Disaster resilience advocates are worried the same dismal turn of events might happen again. Thankfully, the DDR bill was refiled in the Eighteen Congress and last September 21, the House of Representatives was able to approve its version of the Disaster Resilience Act on third and final reading.

Sadly, the Senate version still appears to be languishing at the committee level.

Hopefully, the Senate will no longer disappoint the Filipino people, especially regions and provinces that are most vulnerable large-scale natural disasters.
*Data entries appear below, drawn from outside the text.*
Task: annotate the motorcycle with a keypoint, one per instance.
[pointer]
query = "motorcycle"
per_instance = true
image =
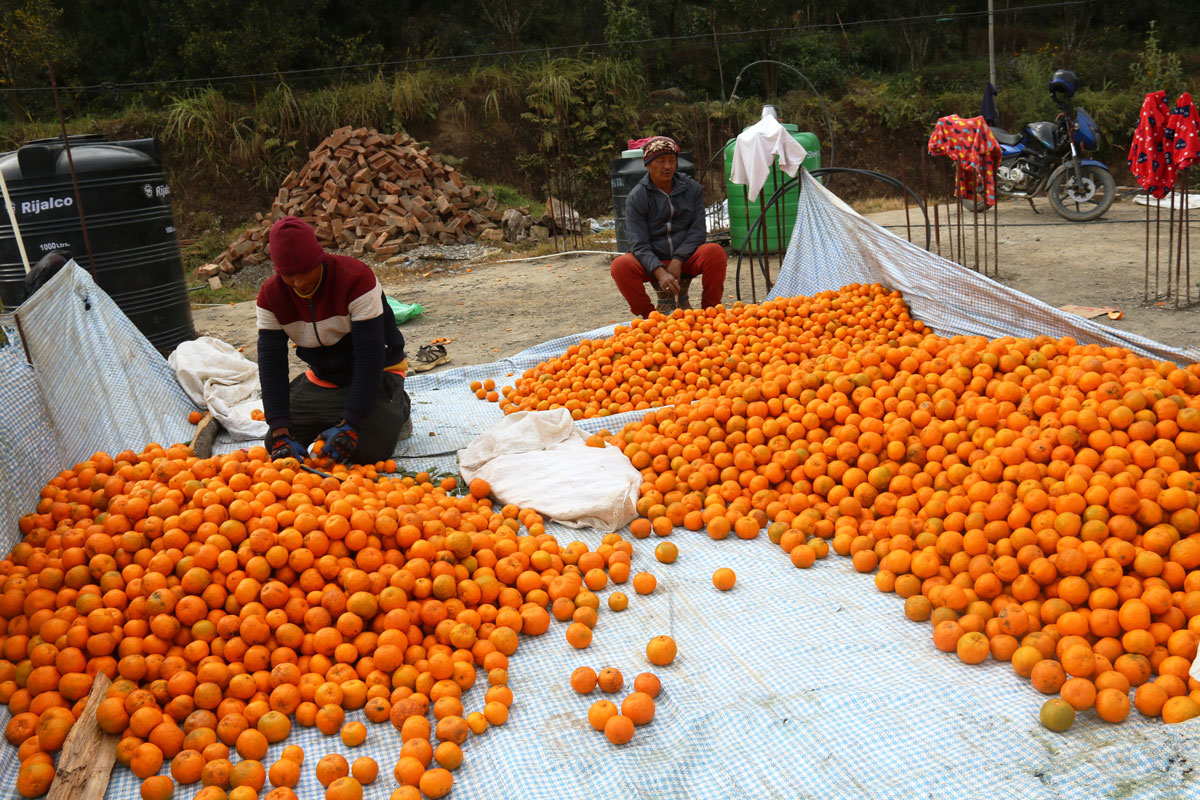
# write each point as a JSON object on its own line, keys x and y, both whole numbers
{"x": 1051, "y": 158}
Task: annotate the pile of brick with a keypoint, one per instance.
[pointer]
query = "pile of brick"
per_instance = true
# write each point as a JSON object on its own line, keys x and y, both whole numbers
{"x": 370, "y": 193}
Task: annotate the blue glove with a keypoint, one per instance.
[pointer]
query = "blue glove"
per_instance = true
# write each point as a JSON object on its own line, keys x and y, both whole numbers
{"x": 285, "y": 446}
{"x": 341, "y": 441}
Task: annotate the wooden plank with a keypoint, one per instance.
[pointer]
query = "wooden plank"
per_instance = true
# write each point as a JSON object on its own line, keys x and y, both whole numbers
{"x": 88, "y": 753}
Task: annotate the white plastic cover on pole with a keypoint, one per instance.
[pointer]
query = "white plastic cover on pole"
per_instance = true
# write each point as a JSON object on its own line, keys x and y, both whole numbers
{"x": 11, "y": 210}
{"x": 217, "y": 377}
{"x": 539, "y": 459}
{"x": 755, "y": 150}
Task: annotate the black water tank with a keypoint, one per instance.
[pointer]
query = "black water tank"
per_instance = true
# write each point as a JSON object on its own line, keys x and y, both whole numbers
{"x": 625, "y": 173}
{"x": 127, "y": 205}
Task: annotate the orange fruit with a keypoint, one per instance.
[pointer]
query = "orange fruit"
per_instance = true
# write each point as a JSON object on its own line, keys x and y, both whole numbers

Once signed into law, the bill would create the Department of Disaster Resilience, which would be the primary government agency responsible for “leading, organizing, and managing national effort to reduce disaster risk, prepare for and respond to disasters, recover and rehabilitate, and build forward better after the occurrence of disasters.” The proposed DDR will focus on natural hazards and disasters, taking charge of the three key areas: disaster risk reduction, disaster preparedness and response, and recovery, rehabilitation and building forward better.

Agencies that are now tasked to respond to natural disasters will be integrated into the new department. The Office of Civil Defense (OCD) will serve as the core organization of the DDR and the NDRRMC will be abolished.

Despite earlier assurances that the Senate will prioritize the DDR measure, its action on the bill remains much wanting. Senate President Vicente Sotto III once raised the possibility of approving the Senate version before the Senate takes its Christmas break last year, but that did not push through.

Since then, natural disasters have continued to plague our country. These include the eruption of Taal Volcano in January and the super typhoon Rolly just this week, displacing and putting at risk entire communities.

While it seems that the entire country agrees that strengthening our disaster management capability must be of utmost priority, the Senate appears to be out of touch, and even the President’s pleas to the upper house have fallen on deaf ears.

Until the Senate finds it in its heart to act with dispatch, our resilience to the impact of natural disasters will have to wait, our need for a better equipped and stronger disaster management agency will stay unresolved and the lives, safety and well-being of a great number of our people will remain at risk.